I started rewatching Clannad last week. I’ve viewed my favorite episodes of the series multiple times, but I’ve only made my way through the show in its entirety once. Based mostly on those particular episodes, my opinion of the series has risen over the years, and though I remembered thinking that it was often clunky when I first watched it, I assumed a rewatching would justify my elevated rating of the series. It hasn’t – not so far. Clannad is pretty and emotional and audacious…and clunky. I realize that if I’m going to complete this second-go-around, it won’t be easy (though the prize, I think, is worth the effort).
I used to rewatch shows all the time. When I first became an anime fan, I would watch the same series and movies over and over and over: Evangelion, Tenchi Muyo, Trigun, Princess Mononoke, Rurouni Kenshin. I’d memorize every bit of dialogue in those shows, and I can still pull out an article about any one of them just because I knew them so intimately. But these days, I rarely revisit these or other shows; there are just too many series available. I’d rather even watch new, mediocre shows than go back to my favorites.
I don’t think I’m alone. My guess is that while many of you probably have your “go to” selection of series that you’ll return to, the vast majority of your viewing is in “first time” watching. Experiencing the new is more worthy, it seems, than re-experiencing the past. While there’s worth is looking at the artistic integrity of some great series, like the storytelling of Wolf’s Rain or music of Kids on the Slope, or certainly in developing new content from some familiar series, like a blog post or school report, the choice between past and present seems clear.
But for its foibles, I feel like Clannad is teaching me that maybe newer isn’t the better choice. When I rewatched the first episode of Clannad, and in particular the scenes involving Nagisa, I got that feeling in my heart – you know, the one that twists you a little, makes you emotional, turns you a little sad, and even threatens to squeeze out some tears. “But wait!” I thought to myself. “I’m not supposed to feel this way for another forty-five episodes!”

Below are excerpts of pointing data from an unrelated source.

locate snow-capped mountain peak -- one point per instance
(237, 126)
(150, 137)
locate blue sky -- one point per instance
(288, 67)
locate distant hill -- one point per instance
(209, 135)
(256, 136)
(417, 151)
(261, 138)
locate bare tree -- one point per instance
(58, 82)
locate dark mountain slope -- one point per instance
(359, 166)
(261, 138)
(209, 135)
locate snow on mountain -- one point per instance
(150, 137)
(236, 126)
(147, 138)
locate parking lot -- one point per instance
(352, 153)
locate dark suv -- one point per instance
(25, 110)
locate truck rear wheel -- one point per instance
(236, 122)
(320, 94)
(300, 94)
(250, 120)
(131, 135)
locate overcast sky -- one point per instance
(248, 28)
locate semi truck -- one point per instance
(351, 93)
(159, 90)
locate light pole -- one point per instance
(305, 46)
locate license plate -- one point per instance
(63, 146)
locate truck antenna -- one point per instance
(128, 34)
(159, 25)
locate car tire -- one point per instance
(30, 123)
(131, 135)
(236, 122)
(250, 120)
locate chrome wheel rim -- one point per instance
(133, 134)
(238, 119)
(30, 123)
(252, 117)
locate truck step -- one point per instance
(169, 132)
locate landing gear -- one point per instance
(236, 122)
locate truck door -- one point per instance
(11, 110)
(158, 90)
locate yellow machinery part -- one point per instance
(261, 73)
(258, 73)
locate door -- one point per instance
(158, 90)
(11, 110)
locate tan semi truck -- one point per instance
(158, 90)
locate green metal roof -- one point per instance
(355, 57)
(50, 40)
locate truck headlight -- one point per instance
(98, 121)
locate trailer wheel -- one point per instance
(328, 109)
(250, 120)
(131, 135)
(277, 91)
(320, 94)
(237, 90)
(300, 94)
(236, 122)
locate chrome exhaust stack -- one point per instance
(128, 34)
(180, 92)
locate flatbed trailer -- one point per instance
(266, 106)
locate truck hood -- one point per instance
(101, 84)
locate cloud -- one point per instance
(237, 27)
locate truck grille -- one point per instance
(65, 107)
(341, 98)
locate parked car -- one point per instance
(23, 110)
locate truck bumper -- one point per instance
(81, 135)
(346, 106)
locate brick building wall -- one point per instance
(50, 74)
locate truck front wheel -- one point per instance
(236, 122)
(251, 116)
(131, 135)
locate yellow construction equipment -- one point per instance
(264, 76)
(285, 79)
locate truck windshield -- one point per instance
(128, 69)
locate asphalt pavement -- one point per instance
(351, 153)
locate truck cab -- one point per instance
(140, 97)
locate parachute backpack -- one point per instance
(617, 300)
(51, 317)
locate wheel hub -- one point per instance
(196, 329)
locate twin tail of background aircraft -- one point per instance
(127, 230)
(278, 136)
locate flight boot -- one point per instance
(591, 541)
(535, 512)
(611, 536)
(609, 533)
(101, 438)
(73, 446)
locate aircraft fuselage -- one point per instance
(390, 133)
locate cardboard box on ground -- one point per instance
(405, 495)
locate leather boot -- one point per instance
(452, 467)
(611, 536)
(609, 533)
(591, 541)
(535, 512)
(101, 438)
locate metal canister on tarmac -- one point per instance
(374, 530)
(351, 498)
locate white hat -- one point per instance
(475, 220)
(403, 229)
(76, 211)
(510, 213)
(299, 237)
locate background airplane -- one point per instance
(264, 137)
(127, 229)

It’s true that I’ll never again be surprised by what happens in After Story – or by the last episode of Cowboy Bebop, or magic of Spirited Away, or addictiveness of The Perfect Insider. But I can feel the nostalgia I associated with those shows and relive a bit of what it was like to view them for the first time, long ago, but with the knowledge and excitement that what’s to come will deliver, because I won’t waste my time rewatching shows that I don’t find wonderful. This is in contract to how I approach new series, with a hope that they’ll turn out great, but no promise that they will.
I’m glad I felt that little shaking in my heart during episode one. It took me to a place in time when I was younger and less busy and more excited about anime. For a moment – and maybe for many moments in the next 52 episodes – I’ll remember the experience of who I used to be. And though perhaps less significant than viewing a photo or reading through a yearbook, I’m receiving the added benefit of entertainment, 22 minutes of story and animation in each episode as I enjoy myself in the now while reminiscing about myself in the past.
And while I can’t live there, I can’t deluge myself totally in nostalgia – I don’t have the time for it nor would I want to – I can slow down sometimes and remember how I used to be, which I think helps me become a better me now. Just as I would be missing something if I get too caught up in the ride of current shows, I miss the profound potential to love those around me more, to see people with kinder eyes if I relax, remember, and refix my gaze. The past then becomes something not just left to memories, but something better – that which reminds me of where I was while resisting the temptation to move back there, or even to stay fixed where I am now.